4. Pay attention to your dog’s hearing
In addition to changes in the visual senses, the auditory perception of dogs is also affected by age.
- Puppy & Adult Phase: In the puppy phase and young dogs, sharp hearing ability is frequently observed, which eventually deteriorates with age. In fact, studies show most dogs often lose some of their hearing sense with age.

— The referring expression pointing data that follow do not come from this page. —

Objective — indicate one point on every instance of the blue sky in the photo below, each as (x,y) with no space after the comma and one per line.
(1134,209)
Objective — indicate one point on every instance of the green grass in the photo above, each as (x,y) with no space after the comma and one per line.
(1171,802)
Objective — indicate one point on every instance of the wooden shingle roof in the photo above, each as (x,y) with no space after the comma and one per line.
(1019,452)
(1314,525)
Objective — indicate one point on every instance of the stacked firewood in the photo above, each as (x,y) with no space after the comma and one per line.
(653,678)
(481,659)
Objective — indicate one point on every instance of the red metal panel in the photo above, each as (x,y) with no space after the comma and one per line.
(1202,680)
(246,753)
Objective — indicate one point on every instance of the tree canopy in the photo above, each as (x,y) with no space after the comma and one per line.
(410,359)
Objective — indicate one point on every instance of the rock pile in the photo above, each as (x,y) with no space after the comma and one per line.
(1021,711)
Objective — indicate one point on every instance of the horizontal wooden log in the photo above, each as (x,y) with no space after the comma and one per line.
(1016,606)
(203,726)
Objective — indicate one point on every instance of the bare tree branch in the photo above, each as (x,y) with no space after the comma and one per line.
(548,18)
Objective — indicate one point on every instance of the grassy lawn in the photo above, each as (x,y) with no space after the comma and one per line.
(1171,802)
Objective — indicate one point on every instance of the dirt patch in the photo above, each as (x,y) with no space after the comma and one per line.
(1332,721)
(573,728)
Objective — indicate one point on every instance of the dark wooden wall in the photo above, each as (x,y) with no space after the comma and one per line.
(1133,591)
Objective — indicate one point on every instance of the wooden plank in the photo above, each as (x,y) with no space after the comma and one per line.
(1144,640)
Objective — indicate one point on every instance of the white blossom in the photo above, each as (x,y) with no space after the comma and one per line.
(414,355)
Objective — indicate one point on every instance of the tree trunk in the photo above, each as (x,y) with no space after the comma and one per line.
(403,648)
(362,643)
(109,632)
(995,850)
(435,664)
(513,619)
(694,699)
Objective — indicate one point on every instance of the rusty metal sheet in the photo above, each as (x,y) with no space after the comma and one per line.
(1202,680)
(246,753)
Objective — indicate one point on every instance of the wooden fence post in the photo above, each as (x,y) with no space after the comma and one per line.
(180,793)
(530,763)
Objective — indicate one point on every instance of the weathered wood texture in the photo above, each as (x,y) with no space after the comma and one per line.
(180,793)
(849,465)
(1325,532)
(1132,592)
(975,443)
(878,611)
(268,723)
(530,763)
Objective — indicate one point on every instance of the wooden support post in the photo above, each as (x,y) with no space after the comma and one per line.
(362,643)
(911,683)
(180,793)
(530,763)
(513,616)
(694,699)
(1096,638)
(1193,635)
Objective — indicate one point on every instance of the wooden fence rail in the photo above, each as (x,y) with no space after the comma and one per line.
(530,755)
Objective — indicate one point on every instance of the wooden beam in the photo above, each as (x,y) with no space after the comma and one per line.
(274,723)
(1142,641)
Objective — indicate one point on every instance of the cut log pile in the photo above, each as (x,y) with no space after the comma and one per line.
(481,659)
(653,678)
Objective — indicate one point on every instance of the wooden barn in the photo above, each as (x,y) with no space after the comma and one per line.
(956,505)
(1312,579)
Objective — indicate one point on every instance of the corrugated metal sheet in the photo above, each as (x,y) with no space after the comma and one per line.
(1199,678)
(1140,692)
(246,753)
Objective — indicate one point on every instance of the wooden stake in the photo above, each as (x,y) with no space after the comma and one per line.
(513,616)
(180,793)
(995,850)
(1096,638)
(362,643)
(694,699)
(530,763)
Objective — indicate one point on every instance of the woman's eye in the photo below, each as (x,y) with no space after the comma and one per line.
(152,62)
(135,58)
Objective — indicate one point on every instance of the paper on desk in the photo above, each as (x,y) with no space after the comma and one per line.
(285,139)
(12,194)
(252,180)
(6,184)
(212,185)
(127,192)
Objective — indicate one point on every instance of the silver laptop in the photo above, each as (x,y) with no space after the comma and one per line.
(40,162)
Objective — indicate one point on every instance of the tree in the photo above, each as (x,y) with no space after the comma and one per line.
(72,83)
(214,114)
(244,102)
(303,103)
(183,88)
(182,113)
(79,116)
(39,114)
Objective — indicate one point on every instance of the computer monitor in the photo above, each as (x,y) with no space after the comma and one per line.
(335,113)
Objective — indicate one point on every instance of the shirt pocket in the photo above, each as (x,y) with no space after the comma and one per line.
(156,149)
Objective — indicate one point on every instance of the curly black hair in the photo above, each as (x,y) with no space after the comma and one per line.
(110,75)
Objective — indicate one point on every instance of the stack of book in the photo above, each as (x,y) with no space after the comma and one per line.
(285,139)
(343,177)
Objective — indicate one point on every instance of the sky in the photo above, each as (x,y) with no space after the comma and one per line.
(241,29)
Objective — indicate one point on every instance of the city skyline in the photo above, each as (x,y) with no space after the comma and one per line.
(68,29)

- Senior Phase: Therefore as also acknowledged by the American Kennel Club, diminishing hearing abilities is one of the factors pointing at the dogs maturing age.
5. Examine Their Coat
Though the colour change can be observed in some canines naturally, however often the changing fur hues are used as determining factors of the dog’s age.
The coating of the dog’s fur tends to lose colour, turning white, particularly around the muzzle, chest, haunches, and eyes with age. Greying fur past the age of five, mostly between seven and ten years old, is observed in most dogs.
Sometimes dogs develop grey hair at an early age, nevertheless, this is not necessarily a sign of ageing, and can occur due to a number of underlying reasons such as genetic makeup, environment, stress, or anxiety.
6. Consider the Genetics
If you’ve tried everything else and still are not able to determine the age of your pooch, remember it might be because of the simple reason that not every dog is the same age.
While the mentioned measures can help you estimate your dog’s age, it is important to keep in mind that depending on their
- Medical history,
- Diet, and
- Activity level, your dog may show signs of aging early or live rapidly into their later years.
Therefore in case of doubt, you can always seek professional help for determination or you can go for a DNA Test, with the help of a DNA kit.
The DNA test, though a bit expensive, assists to determine your dog’s genetic age. In fact, DNA testing proves to be an invaluable peace of mind for those who are desperate to know. The added benefit of DNA testing is that it provides insights and alerts you about potential health risks like cancer. So you can better coordinate with your vet to screen for particular conditions.
To conclude, it is absolutely fine to possess an idea of how long your dog has been on the planet. In order to ensure they live the rest of their lives happy, healthy, and safely.